The court did not recognise racial motivation in the actions of any of the men, though the Slovak Criminal Code makes explicit provision for racially-motivated bodily harm, and the prosecutor had specifically recommended applying a relevant Criminal Code article. In a written opinion in the case, the presiding judge stated that, with respect to the actions of Mr Hrčka, although he had been proven to be a "sympathiser of the movement Skinheads," and had confessed in court to animosity toward Roma, the court could not find that when he broke into Ms Balážová's house and beat her to death he had acted out of racial hatred because, inter alia, "[...] the fact of being a sympathiser of the movement Skinheads, and the fact that he does not like Roma, cannot be regarded as an expression of racial animosity [...]" and "[i]t was not shown that prior to the event, the accused had sought out a situation in which he could purposefully harm the home, property or life of members of the Romani ethnic group."

A district prosecutor in Žilina subsequently filed an appeal to the Regional Court of Žilina. On November 20, 2001, the appeals court ruled that the accused persons had committed the crime of racially motivated bodily harm: Mr Kozák was found guilty of crimes including racially motivated bodily harm under Slovak Criminal Code Article 222(1 and 2b); Mr Skaličan was found guilty of crimes including racially motivated bodily harm under Slovak Criminal Code Article 221(1 and 2b); Mr Hrčka was found guilty of racially motivated bodily harm under Slovak Criminal Code Article 221(2). However, the appeals court failed to alter to any great degree the sentences handed down by the first instance court. The appeals court issued the following sentences: Mr Hrčka was ordered to serve four years; Mr Kozák was ordered to serve five years; and Mr Skaličan was ordered to serve three years imprisonment respectively.

The amended ruling in the killing of Ms Balážová is dramatically more lenient than the verdict recommended in the prosecution of Mario Bango, although the former case appears to be a serious premeditated racially motivated killing.

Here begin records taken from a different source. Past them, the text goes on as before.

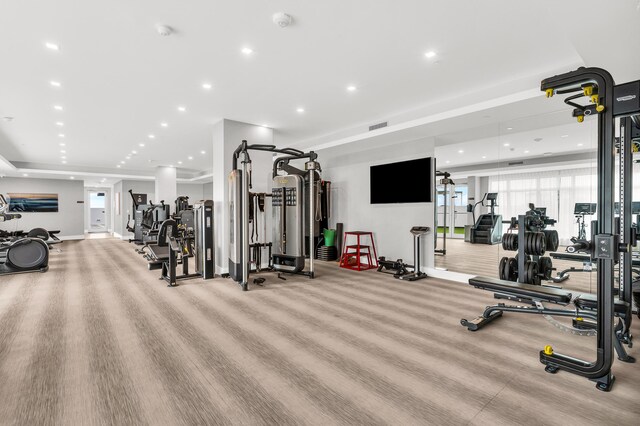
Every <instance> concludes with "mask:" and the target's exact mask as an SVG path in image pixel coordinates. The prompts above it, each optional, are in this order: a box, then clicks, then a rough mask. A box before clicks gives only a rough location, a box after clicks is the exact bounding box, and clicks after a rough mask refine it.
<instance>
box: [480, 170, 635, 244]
mask: <svg viewBox="0 0 640 426" xmlns="http://www.w3.org/2000/svg"><path fill="white" fill-rule="evenodd" d="M634 168H635V167H634ZM639 170H640V166H639ZM638 176H640V175H638ZM637 187H638V186H637V185H634V198H635V197H637V198H635V199H640V189H639V190H638V191H637V193H636V188H637ZM489 192H497V193H498V205H499V207H498V208H497V212H498V213H499V214H501V215H502V217H503V220H509V219H510V218H511V217H517V216H518V215H521V214H524V213H525V212H526V211H527V210H528V209H529V203H533V204H535V205H536V207H546V208H547V216H549V217H551V218H552V219H555V220H557V223H556V224H555V227H553V228H551V227H548V228H547V229H556V230H557V231H558V235H559V237H560V244H563V245H566V244H569V242H570V238H571V237H572V236H575V235H577V233H578V225H577V223H576V218H575V216H574V214H573V211H574V205H575V203H595V202H596V194H597V173H596V168H595V166H594V167H589V168H582V169H568V170H558V171H550V172H538V173H517V174H509V175H498V176H490V177H489ZM595 218H596V217H595V216H591V217H589V216H587V217H586V222H587V235H589V233H590V228H591V227H590V221H591V220H595Z"/></svg>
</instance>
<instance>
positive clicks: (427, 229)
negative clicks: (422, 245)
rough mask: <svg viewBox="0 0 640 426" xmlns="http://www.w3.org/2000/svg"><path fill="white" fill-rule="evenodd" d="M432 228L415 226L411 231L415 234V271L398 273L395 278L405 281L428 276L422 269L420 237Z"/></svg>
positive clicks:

A raw comparison of the recommendations of prosecutors in connection with the two cases indicates that ethnicity may have played a key role in sentences sought: Prosecutors in the killing of Ms Balážová by racist skinheads never sought convictions under Criminal Code articles more severe than those pertaining to "bodily harm" (Articles 221 and 222 of the Slovak Criminal Code); prosecutors in the killing of a non-Romani man by Mario Bango, a Romani man, have been unwavering in their determination to see Mr Bango prosecuted for murder. Absent accurate data on sentencing disparities in the Slovak judicial system – to date unavailable from official Slovak sources – monitors of the situation of Roma in Slovakia will be able to rely only on comparisons such as those suggested by internationally infamous cases such as Bango/Slamko and Balážová.